Do you want to be saved? God loves you. Isn't that good news? I like for anybody to love me. I am glad I have some friends who love me and pray for me every day. But thanks be to God, He loves me and He gave His Son for me. He gave His only-begotten Son for you, too, "that whosoever," or that "those that believe in him may not perish, but may have life everlasting."

Do you want to have that life in your heart, a new heart, be born again? Do you want to be God's own child? Don't you see we preachers and priests cannot make that? Don't you see that Protestant churches cannot do that, and Catholic churches cannot do it? Jesus Christ, the one Mediator between God and men, has to do that.

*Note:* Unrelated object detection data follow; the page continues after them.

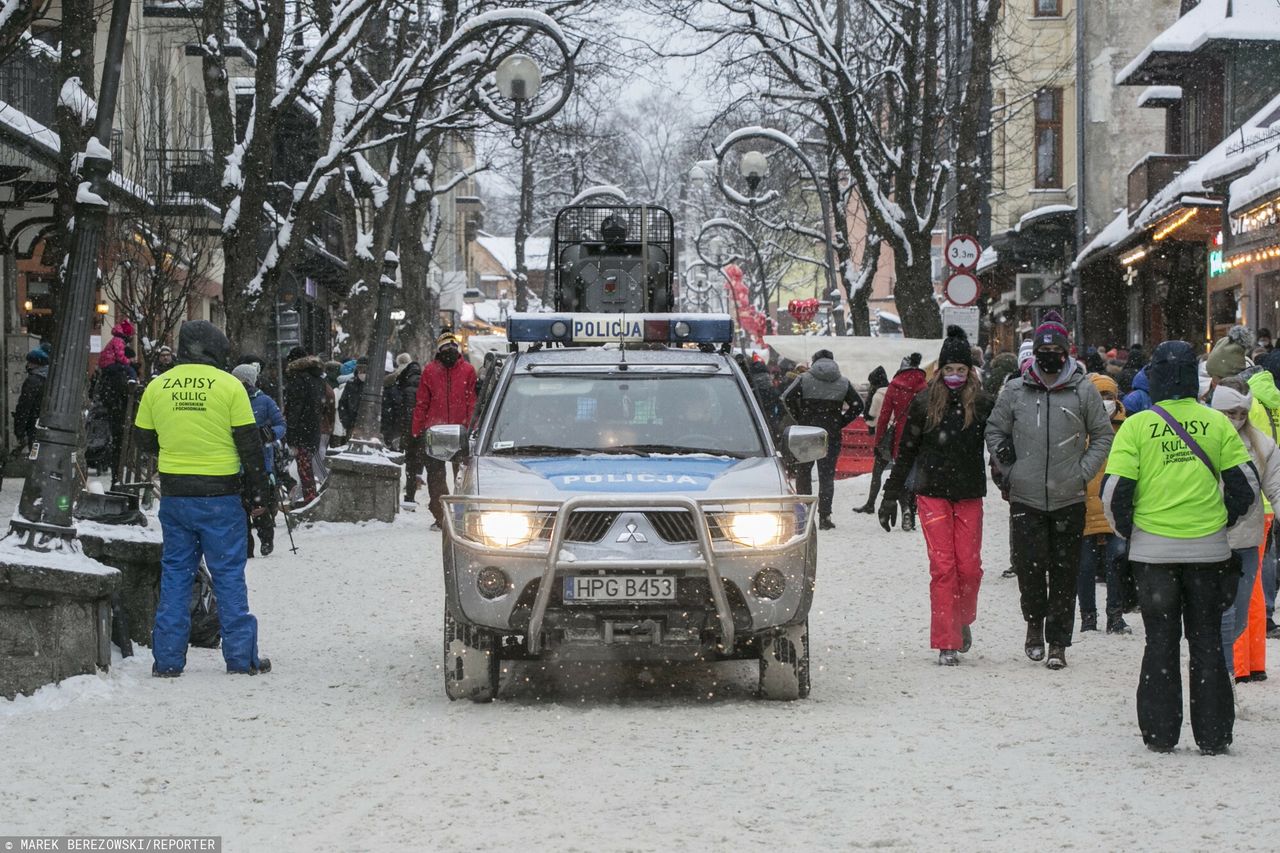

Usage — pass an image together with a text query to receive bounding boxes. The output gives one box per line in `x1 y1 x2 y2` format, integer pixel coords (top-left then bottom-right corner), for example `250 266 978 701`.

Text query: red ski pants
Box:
916 494 982 649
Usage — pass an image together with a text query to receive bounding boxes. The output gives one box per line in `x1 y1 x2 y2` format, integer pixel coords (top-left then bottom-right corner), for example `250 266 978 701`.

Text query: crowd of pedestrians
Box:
808 311 1280 754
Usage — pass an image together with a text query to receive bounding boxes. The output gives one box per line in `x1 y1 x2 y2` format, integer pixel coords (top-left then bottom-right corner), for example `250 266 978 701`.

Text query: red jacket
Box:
876 368 924 459
413 359 476 435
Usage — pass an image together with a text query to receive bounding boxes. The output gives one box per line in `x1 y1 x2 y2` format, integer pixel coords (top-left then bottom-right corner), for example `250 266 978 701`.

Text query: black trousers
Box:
796 430 840 516
1133 562 1239 749
422 456 458 524
404 430 428 501
1009 503 1084 646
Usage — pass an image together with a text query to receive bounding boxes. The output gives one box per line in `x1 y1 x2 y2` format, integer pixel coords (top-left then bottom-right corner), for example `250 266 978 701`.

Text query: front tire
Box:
760 621 809 702
444 608 500 702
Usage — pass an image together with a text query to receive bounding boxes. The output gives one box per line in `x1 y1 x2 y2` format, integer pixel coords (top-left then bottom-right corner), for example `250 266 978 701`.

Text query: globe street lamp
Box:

He will change your heart tonight and give you peace and set a song ringing in your heart, and you can go home happy in Jesus. Don't you want that tonight?

Let me ask you a question. I am not asking what church you belong to; I am asking how many will say, "Brother Rice, one time I saw I was a sinner, and I came to God and confessed it. I saw I was a sinner, and I believed that Jesus died for me on the cross and I trusted Him to save me and He did save me. I know in my heart I believed in Jesus as the Catholic Bible says we must do, and I have this everlasting life. I put my trust in Jesus as I would in a doctor when I am sick, as one would risk a bank with his money. I have put my trust in Jesus and so I was born again and got a new heart." How many can say, "Thank God I have been converted or born again, or I have personally trusted Jesus to be my Savior to take my sins away?" How many can say, "I thank God I know I have been"? (Many raise hands). Isn't that good? Catholics, Methodists, Baptists, Lutherans, and all just so you honestly have come to Jesus and trusted Him, you are saved. Thank you. God bless you.

Have I not been kindly and fair tonight?

This Word of God is sweet, Lord, and I believe it. I know I have trusted You and that You have made me Your child. Here many others held their hands high who have trusted You fully, Lord. Some could not say that. There are some here, whether Protestant or Catholic, who ought to let You come in. Lord, we are not asking what church they will join. We are just asking if they will let You, Lord Jesus, come into their hearts and save their souls and be their own dear Savior. Will You help people to say, "Yes, I will." Help people say, "I know I am a sinner. I will trust Jesus. I will risk Him. I will depend on Him. I will give Him my heart. I will take Him as my Savior." Help people to do it, Lord. Amen.